Erase GPU operator #1971

banasraf · 2020-05-19T16:45:08Z

Why we need this PR?

Pick one, remove the rest

It adds a GPU erase operator needed for audio support.

What happened in this PR?

Fill relevant points, put NA otherwise. Replace anything inside []

What solution was applied:
The gpu erase kernel was modified to support different number of erase regions for each sample. The operator implementation is mostly just instantiating the kernel.
Affected modules and functionalities:
GPU erase kernel and a new file with GPU operator.
Key points relevant for the review:
Instantiating the kernel.
Validation and testing:
Existing python test was extended to GPU. Kernel test was extended to cover different number of erase regions per sample.
Documentation (including examples):
N/A

JIRA TASK: [DALI-1245]

Signed-off-by: Rafal <Banas.Rafal97@gmail.com>

dali/kernels/erase/erase_gpu.h

dali/operators/generic/erase/erase.cu

klecki

Rather minor things, otherwise looks ok.

dali/kernels/erase/erase_gpu.h

mzient · 2020-05-20T09:19:23Z

dali/operators/generic/erase/erase.cu

+  }
+
+ private:
+  OpSpec spec_;


That smells of bad design - base Operator class has this field - maybe we should just rework OpImplBase into something that doesn't require this kind of ugly tricks.

changed to const OpSpec&

Signed-off-by: Rafal <Banas.Rafal97@gmail.com>

banasraf · 2020-05-21T15:47:31Z

!build

mzient · 2020-05-21T15:50:08Z

dali/kernels/erase/erase_gpu.h

@@ -309,7 +310,7 @@ struct do_copy_or_erase {

 template <int channel_dim = -1, typename T, int ndim = 2>
 __global__ void erase_gpu_impl(erase_sample_desc<T, ndim> *samples, ivec<ndim> region_shape,


Suggested change

__global__ void erase_gpu_impl(erase_sample_desc<T, ndim> *samples, ivec<ndim> region_shape,

__global__ void erase_gpu_impl(const erase_sample_desc<T, ndim> *samples, ivec<ndim> region_shape,

dali-automaton · 2020-05-21T15:50:43Z

CI MESSAGE: [1337975]: BUILD STARTED

mzient · 2020-05-21T15:57:27Z

dali/kernels/erase/erase_gpu.h

+    auto *sample_desc_gpu = ctx.scratchpad->ToGPU(stream, make_span(sample_desc_cpu, num_samples));
+    auto* fill_values_gpu =
+      ctx.scratchpad->ToGPU(stream, make_span(fill_values_cpu, num_fill_values));


Better option would be to use ToContiguousGPU - it will issue just one cudaMemcpy.

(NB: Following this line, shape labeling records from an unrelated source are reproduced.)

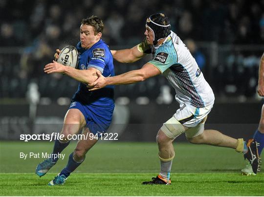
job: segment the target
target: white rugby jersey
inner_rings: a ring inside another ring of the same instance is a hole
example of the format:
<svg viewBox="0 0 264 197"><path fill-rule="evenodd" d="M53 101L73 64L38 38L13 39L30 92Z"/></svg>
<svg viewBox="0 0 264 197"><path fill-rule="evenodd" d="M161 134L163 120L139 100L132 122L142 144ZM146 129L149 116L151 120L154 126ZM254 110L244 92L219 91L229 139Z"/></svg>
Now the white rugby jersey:
<svg viewBox="0 0 264 197"><path fill-rule="evenodd" d="M177 35L171 32L157 48L150 46L153 55L149 63L156 67L175 89L175 98L201 108L214 104L215 96L196 61Z"/></svg>

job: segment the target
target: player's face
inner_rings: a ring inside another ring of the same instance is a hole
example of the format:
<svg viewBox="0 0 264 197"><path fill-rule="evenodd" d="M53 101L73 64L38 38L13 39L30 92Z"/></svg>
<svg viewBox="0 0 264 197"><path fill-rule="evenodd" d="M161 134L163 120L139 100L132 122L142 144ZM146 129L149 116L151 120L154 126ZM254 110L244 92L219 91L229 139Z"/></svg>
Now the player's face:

It's not in the scope of this task, I guess, however, if we keep some sane limit on number of channels, then the fill value could be copied to a __constant__ - it should improve the performance, since the fill_value won't have to be read from global memory and will not compete for cache with input.

Used ToContiguousGPU

mzient · 2020-05-21T16:00:30Z

dali/kernels/erase/erase_gpu.h

  const T *in = nullptr;
  T* out = nullptr;


Suggested change

const T *in = nullptr;

T* out = nullptr;

const T *__restrict__ in = nullptr;

T *__restrict__ out = nullptr;

Signed-off-by: Rafal <Banas.Rafal97@gmail.com>

mzient · 2020-05-22T08:34:55Z

dali/operators/generic/erase/erase.cu

+  return {reinterpret_cast<ptrs_t>(tlv.data.data()), new_shape};
+}
+
+template <int ndim, typename Storage>


I don't think this overload is necessary - a non-const TensorListView should convert implicitly to const one.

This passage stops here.